A new pair of housing bills were signed into law Friday, with the potential to have great impacts on the already endangered single-family homes in Santa Barbara.
Senate bills 9 and 10 have been highly debated by those who would be affected, with proponents claiming this will help curb the ever-growing housing crisis in California, and opponents arguing that it will not only destroy the characteristics of their neighborhoods but also further gentrify towns like Santa Barbara.
Santa Barbara is no stranger to gentrification, with developers across the city slowly buying up homes or plots of land to turn them into high-priced student or luxury housing and vacation rentals.
SB 9 allows homeowners to split their homes into four separate units, so long as the property is large enough and the owner has lived in the home for at least three years.
Proponents of this bill claim it will alleviate California’s persistent housing crisis while allowing homeowners to have a larger stake in the housing market. Opponents argue this will only raise the cost of rent while pushing out many of the families who do not own their homes, as 60 percent of Santa Barbara’s residents are renters.
Sharon Byrne, executive director of the Montecito Association and a delegate to United Nations forums, recently spoke at the Little Hoover Commission — an independent state oversight agency that investigates operations and policy to make recommendations to the governor — about reframing the housing crisis as a humanitarian crisis.
“You’re not going to see an overnight change,” Byrne said of the bills.
Byrne explained that although this new bill is great for homeowners, they are the minority in Santa Barbara. She also argued that creating more dense housing in the city will not stabilize rent prices but only move them up.
“If density solved high-rent pricing, New York would be cheap,” she said.
SB 9 also has no language outright prohibiting homeowners from turning their new units into vacation rentals, Byrne said. Though vacation rentals have already taken many single-family homes out of the housing market, Byrne said this could further the trend of developers buying homes, evicting residents, and charging high prices for a home that will sit empty much of the year.
Vacation rentals are illegal in low-density residential areas, but Byrne said the fines are not enough to discourage developers from continuing to create them. The City of Santa Barbara attempted to ban them completely in 2015, but the decision was overturned.
Byrne said the banning of vacation rentals could be a step in the right direction for creating more housing, as well as creating anti-displacement policies that protect residents from being forced out of their homes with no resources.
“City officials should have a vested interest in making sure their constituents aren’t homeless,” Byrne said.
Mayor Cathy Murillo, who is up for reelection this November, said housing affordability is a critical issue that needs to be addressed on the state and local level.
“Whether or not SB 9 will help increase supply remains to be seen, but it will undoubtedly remake neighborhoods and accelerate gentrification,” Murillo said.

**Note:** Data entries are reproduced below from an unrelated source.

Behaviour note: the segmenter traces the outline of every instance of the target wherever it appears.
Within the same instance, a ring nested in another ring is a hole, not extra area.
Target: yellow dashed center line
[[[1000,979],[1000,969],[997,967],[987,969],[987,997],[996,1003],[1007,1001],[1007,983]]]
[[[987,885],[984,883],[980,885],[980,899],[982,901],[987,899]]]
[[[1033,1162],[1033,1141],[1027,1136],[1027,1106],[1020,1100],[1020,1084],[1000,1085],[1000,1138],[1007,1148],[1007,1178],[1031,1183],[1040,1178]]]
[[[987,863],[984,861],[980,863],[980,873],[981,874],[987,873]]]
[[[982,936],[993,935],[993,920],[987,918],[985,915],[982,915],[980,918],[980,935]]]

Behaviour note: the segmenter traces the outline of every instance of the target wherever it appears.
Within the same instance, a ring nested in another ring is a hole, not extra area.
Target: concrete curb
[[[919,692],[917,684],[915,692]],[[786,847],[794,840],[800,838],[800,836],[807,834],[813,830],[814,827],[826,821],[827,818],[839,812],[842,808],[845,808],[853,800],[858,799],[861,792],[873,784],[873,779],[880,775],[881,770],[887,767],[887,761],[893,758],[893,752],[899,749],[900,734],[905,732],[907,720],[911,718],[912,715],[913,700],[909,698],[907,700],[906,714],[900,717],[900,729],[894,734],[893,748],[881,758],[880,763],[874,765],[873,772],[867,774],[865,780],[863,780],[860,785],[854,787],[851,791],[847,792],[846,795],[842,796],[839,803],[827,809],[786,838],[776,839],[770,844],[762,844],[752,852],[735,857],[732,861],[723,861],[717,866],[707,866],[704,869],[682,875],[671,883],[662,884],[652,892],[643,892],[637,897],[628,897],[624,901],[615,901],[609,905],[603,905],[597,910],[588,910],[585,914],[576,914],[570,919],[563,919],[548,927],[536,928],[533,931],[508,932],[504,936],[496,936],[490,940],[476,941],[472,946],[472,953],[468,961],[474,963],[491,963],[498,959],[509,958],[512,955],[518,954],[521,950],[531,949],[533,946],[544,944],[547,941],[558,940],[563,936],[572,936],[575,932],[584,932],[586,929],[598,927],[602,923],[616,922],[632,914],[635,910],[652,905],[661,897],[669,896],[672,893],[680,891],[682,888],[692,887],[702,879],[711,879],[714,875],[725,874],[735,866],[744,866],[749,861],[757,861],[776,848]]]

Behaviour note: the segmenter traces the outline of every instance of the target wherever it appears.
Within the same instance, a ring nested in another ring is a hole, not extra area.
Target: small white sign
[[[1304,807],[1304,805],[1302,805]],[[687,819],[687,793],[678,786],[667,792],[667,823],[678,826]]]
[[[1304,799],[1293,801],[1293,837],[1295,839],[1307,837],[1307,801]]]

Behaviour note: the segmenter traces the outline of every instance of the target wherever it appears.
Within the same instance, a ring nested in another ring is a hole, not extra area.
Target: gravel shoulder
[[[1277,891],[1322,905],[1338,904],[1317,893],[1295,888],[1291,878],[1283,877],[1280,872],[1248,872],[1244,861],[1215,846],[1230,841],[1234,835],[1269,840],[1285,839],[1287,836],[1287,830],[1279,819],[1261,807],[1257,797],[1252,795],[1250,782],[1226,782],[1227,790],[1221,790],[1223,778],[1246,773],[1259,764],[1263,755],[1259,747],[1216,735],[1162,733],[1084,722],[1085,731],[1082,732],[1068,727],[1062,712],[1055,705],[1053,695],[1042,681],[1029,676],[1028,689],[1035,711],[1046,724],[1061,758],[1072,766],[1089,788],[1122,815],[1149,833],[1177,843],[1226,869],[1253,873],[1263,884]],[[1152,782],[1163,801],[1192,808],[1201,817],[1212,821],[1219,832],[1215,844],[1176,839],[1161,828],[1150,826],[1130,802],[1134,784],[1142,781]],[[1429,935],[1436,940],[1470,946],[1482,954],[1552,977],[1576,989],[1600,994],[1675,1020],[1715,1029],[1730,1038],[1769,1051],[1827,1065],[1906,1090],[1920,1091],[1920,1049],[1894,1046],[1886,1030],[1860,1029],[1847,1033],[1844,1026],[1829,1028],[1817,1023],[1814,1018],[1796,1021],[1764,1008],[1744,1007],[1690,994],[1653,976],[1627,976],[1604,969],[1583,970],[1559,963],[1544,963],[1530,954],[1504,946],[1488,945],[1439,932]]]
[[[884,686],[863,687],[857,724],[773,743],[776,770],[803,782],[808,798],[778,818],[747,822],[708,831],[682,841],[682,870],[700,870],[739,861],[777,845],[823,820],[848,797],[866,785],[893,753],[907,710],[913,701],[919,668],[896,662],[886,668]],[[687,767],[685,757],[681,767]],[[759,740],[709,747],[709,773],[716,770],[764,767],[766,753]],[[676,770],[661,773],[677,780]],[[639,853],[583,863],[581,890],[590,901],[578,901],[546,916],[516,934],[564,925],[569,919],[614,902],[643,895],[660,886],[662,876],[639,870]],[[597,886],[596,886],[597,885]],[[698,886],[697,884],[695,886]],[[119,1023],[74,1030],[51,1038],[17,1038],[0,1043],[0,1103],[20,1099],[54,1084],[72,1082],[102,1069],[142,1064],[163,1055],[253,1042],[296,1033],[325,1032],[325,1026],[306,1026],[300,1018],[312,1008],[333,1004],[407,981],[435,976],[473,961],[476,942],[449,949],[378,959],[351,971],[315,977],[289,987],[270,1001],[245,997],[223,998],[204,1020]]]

Randy Rowse, a former city councilmember running for mayor, said this bill will take away the local control over zoning laws, and the negative effects will be felt most by low-income neighborhoods.
“The years of effort and planning that have gone into zoning laws will be gutted if single-family neighborhoods can be converted into lots crowded with multi-unit residences,” Rowse said. “We should and can work to create housing opportunities without sacrificing quality of life.”
SB 10, also signed into law Friday, would simplify the process of creating new multi-family housing projects with up to 10 units in “transit-rich areas,” or simply any area within a half mile of a bus stop. Eighty-one percent of Santa Barbara County residents live within a half mile of a bus stop, according to the Santa Barbara County Association of Government Transit Needs Assessment from 2017. It would also simplify zoning requirements under the California Environmental Quality Act, allowing cities to zone for housing projects much faster.
The bills will go into effect on January 1, 2022.
“To address this, we need to build more affordable housing, but we also need to do it in a sustainable and responsible way,” Murillo said. “SB 9 undercuts our ability to do both.”